The four-day workshop on ‘Global environmental conflicts; changes and adaptation’, was jointly organised by the Area Study Centre for Europe (ASCE) and the Institute of Environmental Studies (IES) of the University of Karachi, the Higher Education Commission of Pakistan and the Venice International University (VIU), Italy.
The vice-chancellor of Karachi University, Dr Pirzada Qasim, said that though the countries of the world had made significant progress towards protection, welfare and honourable survival of their respective population, they had jeopardised the natural resources and also impaired the ecosystem both locally and globally.
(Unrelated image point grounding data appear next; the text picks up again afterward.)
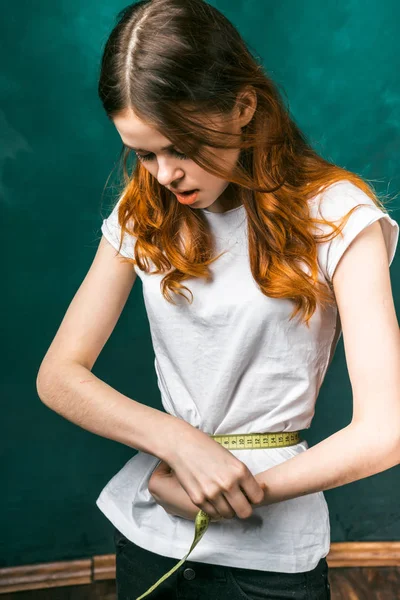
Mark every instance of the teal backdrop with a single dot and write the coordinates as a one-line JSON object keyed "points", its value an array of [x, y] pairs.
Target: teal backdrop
{"points": [[338, 64]]}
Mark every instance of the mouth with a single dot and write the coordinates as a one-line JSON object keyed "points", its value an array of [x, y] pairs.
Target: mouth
{"points": [[187, 197]]}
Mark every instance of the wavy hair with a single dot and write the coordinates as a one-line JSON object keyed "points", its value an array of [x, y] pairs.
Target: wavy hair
{"points": [[189, 54]]}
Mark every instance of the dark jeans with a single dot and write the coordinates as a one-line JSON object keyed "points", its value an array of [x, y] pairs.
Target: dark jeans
{"points": [[138, 569]]}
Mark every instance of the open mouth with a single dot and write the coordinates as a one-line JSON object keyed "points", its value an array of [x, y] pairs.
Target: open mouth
{"points": [[188, 192]]}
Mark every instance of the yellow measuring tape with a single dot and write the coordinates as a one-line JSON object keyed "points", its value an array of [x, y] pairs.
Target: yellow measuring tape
{"points": [[232, 442]]}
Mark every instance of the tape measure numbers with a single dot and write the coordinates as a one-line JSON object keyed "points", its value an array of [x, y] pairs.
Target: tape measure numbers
{"points": [[231, 442]]}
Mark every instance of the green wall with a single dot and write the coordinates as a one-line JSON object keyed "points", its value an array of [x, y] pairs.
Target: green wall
{"points": [[338, 64]]}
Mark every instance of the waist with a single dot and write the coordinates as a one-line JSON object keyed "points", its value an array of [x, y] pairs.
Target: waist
{"points": [[244, 441]]}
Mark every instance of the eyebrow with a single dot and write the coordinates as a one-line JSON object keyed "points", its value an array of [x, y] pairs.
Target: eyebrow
{"points": [[169, 147]]}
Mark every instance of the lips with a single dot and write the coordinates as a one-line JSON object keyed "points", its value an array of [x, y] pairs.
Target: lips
{"points": [[185, 191]]}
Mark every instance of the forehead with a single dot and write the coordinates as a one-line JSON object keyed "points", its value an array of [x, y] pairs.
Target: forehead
{"points": [[137, 134]]}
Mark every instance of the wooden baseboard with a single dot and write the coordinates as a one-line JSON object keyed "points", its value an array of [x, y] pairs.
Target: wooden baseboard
{"points": [[89, 570]]}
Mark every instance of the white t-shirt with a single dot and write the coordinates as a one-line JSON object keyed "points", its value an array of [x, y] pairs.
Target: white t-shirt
{"points": [[231, 362]]}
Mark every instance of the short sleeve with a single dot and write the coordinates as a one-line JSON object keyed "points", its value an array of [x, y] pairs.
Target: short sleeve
{"points": [[333, 204], [112, 232]]}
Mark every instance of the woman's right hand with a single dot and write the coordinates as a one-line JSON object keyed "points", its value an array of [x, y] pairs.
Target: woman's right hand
{"points": [[214, 479]]}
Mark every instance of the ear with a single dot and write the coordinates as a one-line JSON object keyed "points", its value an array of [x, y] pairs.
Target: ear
{"points": [[246, 104]]}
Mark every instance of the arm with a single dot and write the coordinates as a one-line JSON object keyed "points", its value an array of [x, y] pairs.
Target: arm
{"points": [[350, 454], [71, 390], [370, 444], [65, 382]]}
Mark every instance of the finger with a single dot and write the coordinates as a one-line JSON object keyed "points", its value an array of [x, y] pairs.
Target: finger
{"points": [[251, 489], [239, 502], [209, 507], [222, 506]]}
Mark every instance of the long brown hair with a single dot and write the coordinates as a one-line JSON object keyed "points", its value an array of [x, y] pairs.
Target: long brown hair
{"points": [[173, 62]]}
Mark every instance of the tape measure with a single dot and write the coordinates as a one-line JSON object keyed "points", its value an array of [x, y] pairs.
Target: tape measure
{"points": [[232, 442]]}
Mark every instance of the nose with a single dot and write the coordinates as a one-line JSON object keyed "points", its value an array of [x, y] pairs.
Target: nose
{"points": [[169, 171]]}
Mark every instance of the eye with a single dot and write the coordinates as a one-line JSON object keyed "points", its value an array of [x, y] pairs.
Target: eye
{"points": [[150, 156]]}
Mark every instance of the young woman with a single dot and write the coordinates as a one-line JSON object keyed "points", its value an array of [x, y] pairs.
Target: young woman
{"points": [[281, 251]]}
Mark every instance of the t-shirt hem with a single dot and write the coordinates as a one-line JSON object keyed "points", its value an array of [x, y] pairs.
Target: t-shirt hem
{"points": [[152, 541]]}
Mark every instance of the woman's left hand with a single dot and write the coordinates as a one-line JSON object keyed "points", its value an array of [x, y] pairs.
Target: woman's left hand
{"points": [[166, 490]]}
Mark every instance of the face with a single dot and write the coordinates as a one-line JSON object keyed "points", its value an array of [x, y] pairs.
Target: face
{"points": [[173, 169]]}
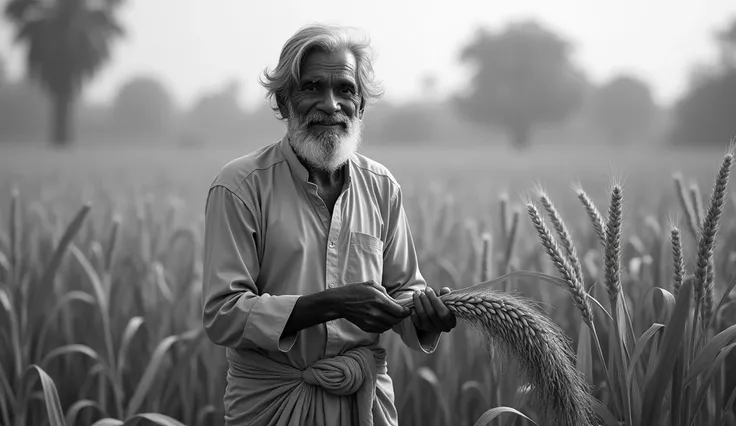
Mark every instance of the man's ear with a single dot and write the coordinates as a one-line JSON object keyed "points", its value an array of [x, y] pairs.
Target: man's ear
{"points": [[361, 110], [283, 110]]}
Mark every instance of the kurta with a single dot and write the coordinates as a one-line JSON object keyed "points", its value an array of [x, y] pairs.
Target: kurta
{"points": [[269, 238]]}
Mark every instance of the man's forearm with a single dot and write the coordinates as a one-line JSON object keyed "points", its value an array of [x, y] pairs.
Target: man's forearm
{"points": [[311, 310]]}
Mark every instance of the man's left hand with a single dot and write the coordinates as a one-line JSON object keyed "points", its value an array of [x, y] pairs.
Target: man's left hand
{"points": [[430, 314]]}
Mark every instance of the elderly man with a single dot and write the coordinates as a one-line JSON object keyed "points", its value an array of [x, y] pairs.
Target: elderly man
{"points": [[308, 252]]}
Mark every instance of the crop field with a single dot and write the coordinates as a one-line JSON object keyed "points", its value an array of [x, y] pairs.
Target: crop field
{"points": [[100, 290]]}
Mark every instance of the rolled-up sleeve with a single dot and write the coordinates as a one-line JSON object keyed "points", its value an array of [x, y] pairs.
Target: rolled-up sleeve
{"points": [[235, 314], [401, 275]]}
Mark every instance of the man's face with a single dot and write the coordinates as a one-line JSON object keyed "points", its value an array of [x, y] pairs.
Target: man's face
{"points": [[324, 117]]}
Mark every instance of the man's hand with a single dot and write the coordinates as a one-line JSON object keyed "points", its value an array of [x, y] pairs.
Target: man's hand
{"points": [[430, 314], [368, 306]]}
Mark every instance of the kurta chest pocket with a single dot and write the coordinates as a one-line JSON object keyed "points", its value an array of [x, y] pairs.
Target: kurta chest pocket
{"points": [[365, 258]]}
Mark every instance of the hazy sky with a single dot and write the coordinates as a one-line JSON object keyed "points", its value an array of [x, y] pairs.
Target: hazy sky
{"points": [[199, 45]]}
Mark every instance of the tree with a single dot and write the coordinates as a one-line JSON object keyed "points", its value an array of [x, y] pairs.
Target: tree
{"points": [[705, 115], [524, 78], [68, 42], [143, 106], [623, 109], [217, 116]]}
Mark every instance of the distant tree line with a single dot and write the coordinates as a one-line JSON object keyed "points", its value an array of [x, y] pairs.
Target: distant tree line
{"points": [[524, 90]]}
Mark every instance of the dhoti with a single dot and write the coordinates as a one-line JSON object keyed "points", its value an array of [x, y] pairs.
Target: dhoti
{"points": [[349, 389]]}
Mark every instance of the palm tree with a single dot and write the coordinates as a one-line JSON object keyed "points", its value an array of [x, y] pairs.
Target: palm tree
{"points": [[68, 41]]}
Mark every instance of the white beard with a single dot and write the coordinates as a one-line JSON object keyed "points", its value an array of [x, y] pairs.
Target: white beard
{"points": [[326, 150]]}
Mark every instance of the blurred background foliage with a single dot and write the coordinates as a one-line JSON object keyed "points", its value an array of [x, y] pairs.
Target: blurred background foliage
{"points": [[525, 90]]}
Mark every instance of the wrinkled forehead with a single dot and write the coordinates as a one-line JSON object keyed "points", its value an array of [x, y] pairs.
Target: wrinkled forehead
{"points": [[320, 64]]}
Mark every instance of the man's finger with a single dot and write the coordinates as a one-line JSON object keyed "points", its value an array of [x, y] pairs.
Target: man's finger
{"points": [[433, 320], [421, 311], [444, 314]]}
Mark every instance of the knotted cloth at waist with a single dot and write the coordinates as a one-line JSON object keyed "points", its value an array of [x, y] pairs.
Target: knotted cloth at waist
{"points": [[353, 372]]}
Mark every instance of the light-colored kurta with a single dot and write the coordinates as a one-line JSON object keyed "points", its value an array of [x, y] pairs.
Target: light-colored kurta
{"points": [[269, 238]]}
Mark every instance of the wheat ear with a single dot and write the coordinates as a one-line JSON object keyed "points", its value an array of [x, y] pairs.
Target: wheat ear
{"points": [[513, 326], [704, 271]]}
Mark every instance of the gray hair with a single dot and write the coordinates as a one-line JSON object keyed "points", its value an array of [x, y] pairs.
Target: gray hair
{"points": [[280, 82]]}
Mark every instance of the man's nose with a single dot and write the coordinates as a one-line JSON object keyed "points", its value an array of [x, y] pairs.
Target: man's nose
{"points": [[329, 103]]}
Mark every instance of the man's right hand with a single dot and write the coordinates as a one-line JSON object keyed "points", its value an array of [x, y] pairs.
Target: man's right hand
{"points": [[368, 306]]}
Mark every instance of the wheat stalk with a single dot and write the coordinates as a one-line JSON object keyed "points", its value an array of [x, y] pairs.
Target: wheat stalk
{"points": [[613, 246], [704, 274], [679, 262], [564, 235], [564, 267], [513, 326], [599, 224]]}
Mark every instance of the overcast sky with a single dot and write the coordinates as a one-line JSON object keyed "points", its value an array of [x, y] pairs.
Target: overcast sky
{"points": [[198, 45]]}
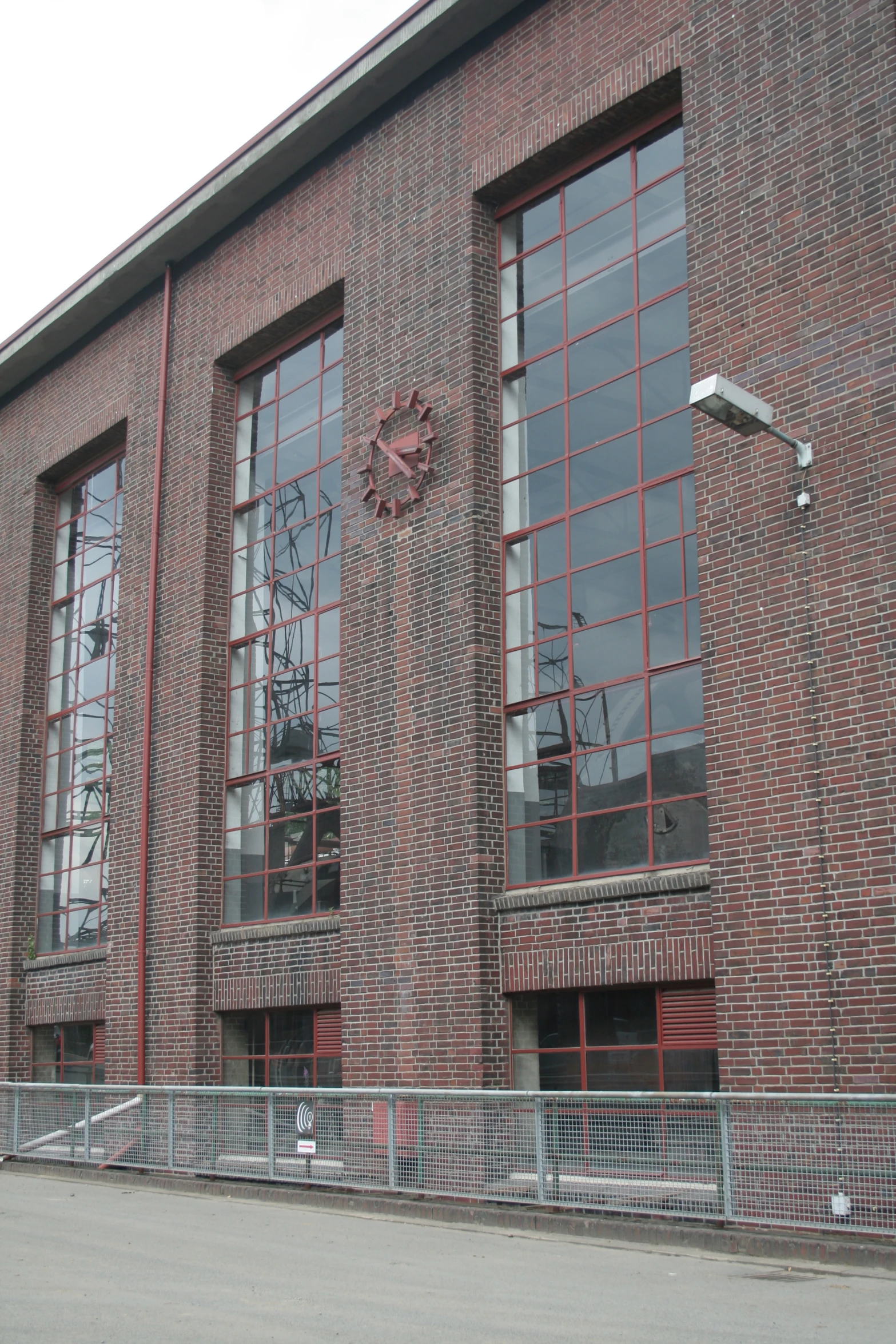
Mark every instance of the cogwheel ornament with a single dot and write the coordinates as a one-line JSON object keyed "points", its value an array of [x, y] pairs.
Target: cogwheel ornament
{"points": [[408, 456]]}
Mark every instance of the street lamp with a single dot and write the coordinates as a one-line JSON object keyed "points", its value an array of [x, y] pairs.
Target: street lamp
{"points": [[746, 414]]}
In Pakistan, too, environmental issues needed to be taken up properly.
“It is a pity that even in a megacity like Karachi the provision of safe drinking water and disposal of domestic and industrial wastes remains a problem,” he said.
“In our case, it may be said that the management of environment is absolutely inadequate and non-satisfactory and among other things there is still a need to educate the masses and create awareness among them and a realisation within the policy makers and executers for sustainable development,” he said.
KU’s pro-vice chancellor Dr Akhlaq Ahmad said the causes contributing to environmental degradation included over-consumption of resources by many countries, rapid population growth, increasingly sophisticated chemical products or by-products having unanticipated toxic effects, deforestation, climate changes and massive use of fossil fuel in transport.
He said a brief examination of environmental problems exposed the rifts between those who addressed the problems and as such conflicts were seldom resolved to the satisfaction of all sides.
“Though seldom reducible to two opposing, unified camps, the players involved generally fall into two broad categories: the first includes those whose first priority is economic growth, and the second includes the diverse groups often squabbling among them, yet united by a commitment to environmental integrity and opposed to the more powerful economic camp,” Dr Ahmad noted.
He said to start with and facilitating an environmental conflict it was pertinent that those who wished to transform complex and adversarial environmental conflicts must involve all parties in as inclusive manner as possible.
ASCE Director Naveed Ahmad Tahir said the blame for the pollution that had also caused the climate change had been pinned on the unsustainable consumption patterns in the rich industrialised countries and it had been noted occasionally that the time had now come for them to repay their ecological debt to the poorer sections of the world’s population, which were badly affected by the impact of climate change and the degradation of the environment.